Whitehaven’s rehabilitation efforts at the historic Brickworks open-cut mine site are paying off, with a healthy koala spotted using the koala corridor planted by Whitehaven about 12 years ago.
Trevor Jones, an Environmental Field Officer with Whitehaven, helped plant the corridor back in 2010 and says it’s gratifying to see the team’s hard work pay off.
“We spent hours planting and tending the corridor and to see a koala using it is really pleasing.
“The nature of biodiversity work means it can take years from the point of planting to eventually develop enough to attract wildlife – it takes time but we actually do make a difference,” he said.

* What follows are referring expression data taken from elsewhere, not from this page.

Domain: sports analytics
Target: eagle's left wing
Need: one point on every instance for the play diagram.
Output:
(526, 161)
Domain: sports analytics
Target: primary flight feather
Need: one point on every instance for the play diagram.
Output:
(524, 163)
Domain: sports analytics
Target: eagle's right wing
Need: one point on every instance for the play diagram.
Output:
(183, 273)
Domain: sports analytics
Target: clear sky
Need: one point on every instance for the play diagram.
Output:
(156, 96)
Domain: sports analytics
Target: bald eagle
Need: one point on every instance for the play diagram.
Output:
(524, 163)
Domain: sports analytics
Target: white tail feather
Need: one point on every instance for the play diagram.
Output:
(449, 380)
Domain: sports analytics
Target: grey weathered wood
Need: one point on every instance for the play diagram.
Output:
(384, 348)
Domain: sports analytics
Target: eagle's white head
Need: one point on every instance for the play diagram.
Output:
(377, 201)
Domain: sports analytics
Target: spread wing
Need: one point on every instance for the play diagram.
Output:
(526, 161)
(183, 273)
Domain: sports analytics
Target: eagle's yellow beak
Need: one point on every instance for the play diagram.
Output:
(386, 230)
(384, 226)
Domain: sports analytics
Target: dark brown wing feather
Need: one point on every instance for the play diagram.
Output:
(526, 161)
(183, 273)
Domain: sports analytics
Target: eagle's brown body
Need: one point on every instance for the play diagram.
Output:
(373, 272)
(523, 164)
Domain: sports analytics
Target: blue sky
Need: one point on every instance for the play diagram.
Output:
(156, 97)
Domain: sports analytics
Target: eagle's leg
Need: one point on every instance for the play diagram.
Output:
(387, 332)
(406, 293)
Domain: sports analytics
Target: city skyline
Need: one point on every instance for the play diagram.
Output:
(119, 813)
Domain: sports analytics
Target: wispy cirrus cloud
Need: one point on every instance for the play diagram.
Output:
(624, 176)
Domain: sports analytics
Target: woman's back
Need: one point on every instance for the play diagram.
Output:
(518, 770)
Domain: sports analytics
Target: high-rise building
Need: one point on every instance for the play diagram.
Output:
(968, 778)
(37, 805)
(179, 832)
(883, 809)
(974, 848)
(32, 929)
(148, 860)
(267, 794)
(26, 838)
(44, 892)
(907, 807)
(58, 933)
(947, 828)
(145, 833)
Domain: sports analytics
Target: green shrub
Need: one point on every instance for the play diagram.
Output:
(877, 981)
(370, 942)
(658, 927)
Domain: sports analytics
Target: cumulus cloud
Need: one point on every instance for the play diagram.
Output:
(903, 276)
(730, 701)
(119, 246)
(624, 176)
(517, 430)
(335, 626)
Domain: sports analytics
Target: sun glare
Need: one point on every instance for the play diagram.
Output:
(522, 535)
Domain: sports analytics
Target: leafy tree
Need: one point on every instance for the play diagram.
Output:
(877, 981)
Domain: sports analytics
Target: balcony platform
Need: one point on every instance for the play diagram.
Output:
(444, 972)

Olivia Hulbert, Whitehaven’s Rehabilitation & Closed Mines Officer, who has been working on rehabilitation efforts in the last year at the site says sighting a koala in the corridor is significant for a number of reasons.
“Drought and disease have seen a decline in the local koala population over the past decades.
“Seeing a healthy koala inhabiting one of our planted trees at Brickworks proves that the koala corridor is doing its job providing safe haven and nourishment for native wildlife as they travel from one patch of vegetation to another.
“It also indicates our rehabilitation efforts are of a high standard as the area becomes a self-sustaining ecosystem comparable with surrounding vegetation,” she said.
Brickworks is part of the former Gunnedah Colliery which operated for over 100 years until closure in September 2000. In 2005 Whitehaven acquired the mining lease for the area as part of the purchase of Namoi Mining and took on responsibility for rehabilitation of the disused site. The site is being rehabilitated into pasture for grazing, with a native vegetation corridor.